Lombard (shown here held by Boyd, while Moore points the gun) is competent in the film, but shows little more in her first real foray into sound. She has good chemistry with Boyd, with whom she had worked the year before in "Power." However, Howard Higgin's direction is rather pedestrian, helping explain why this film sank without a trace. (It was issued on video in the late eighties and is now reportedly on DVD, though I've never come across a copy.)
A few other things of note about this film:
* Its dialogue was written by none other than James Gleason, who many years later would be nominated for best supporting actor in 1941's "Here Comes Mr.

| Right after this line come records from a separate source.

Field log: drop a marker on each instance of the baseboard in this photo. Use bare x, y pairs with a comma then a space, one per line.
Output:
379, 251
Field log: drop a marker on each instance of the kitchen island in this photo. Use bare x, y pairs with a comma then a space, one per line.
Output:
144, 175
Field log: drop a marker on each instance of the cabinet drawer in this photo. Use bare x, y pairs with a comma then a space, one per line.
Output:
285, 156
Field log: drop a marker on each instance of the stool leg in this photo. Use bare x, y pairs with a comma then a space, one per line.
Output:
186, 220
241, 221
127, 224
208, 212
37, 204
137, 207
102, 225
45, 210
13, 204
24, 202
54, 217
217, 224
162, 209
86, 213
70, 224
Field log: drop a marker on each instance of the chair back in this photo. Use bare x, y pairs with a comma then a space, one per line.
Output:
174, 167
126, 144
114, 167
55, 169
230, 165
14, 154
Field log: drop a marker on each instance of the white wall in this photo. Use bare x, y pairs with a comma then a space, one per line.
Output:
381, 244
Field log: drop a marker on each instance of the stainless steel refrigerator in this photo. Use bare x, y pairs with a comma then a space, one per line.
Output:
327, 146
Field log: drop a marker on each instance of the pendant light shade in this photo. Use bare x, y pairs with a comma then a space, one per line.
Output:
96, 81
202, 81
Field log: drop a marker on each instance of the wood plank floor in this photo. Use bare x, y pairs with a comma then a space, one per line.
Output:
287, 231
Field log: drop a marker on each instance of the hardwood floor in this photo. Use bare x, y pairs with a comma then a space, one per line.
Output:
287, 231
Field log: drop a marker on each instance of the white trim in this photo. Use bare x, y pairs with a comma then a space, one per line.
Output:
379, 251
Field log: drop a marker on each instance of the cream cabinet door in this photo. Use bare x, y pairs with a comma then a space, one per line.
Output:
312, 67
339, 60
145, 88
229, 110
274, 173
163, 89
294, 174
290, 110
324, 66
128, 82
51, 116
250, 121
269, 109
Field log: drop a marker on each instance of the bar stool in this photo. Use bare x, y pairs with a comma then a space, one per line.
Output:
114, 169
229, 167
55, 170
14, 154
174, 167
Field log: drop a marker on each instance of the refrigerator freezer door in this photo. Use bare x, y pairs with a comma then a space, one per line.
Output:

Jordan." Gleason was both a writer (with a few stage plays to his credit) and actor, although he more or less stopped writing by the mid-thirties.
* The supporting female role in this film is played by Diane Ellis, who had become Lombard's best friend on the Pathe lot. "High Voltage" turned out to be her last film at the studio. She and Lombard would be dropped by Pathe, reportedly so Kennedy could sign Constance Bennett, who regarded both blondes as competition. After moving to Paramount, Lombard helped Ellis get a supporting role there in the 1930 comedy "Laughter," starring Nancy Carroll and Fredric March. Soon after the film was released, Ellis (who had played a bride-to-be in "High Voltage") married a wealthy New Yorker, fell ill on their honeymoon while in India, and died in December 1930, shortly before her 21st birthday. Her death was one of several among close friends that often led Lombard to consider herself a jinx.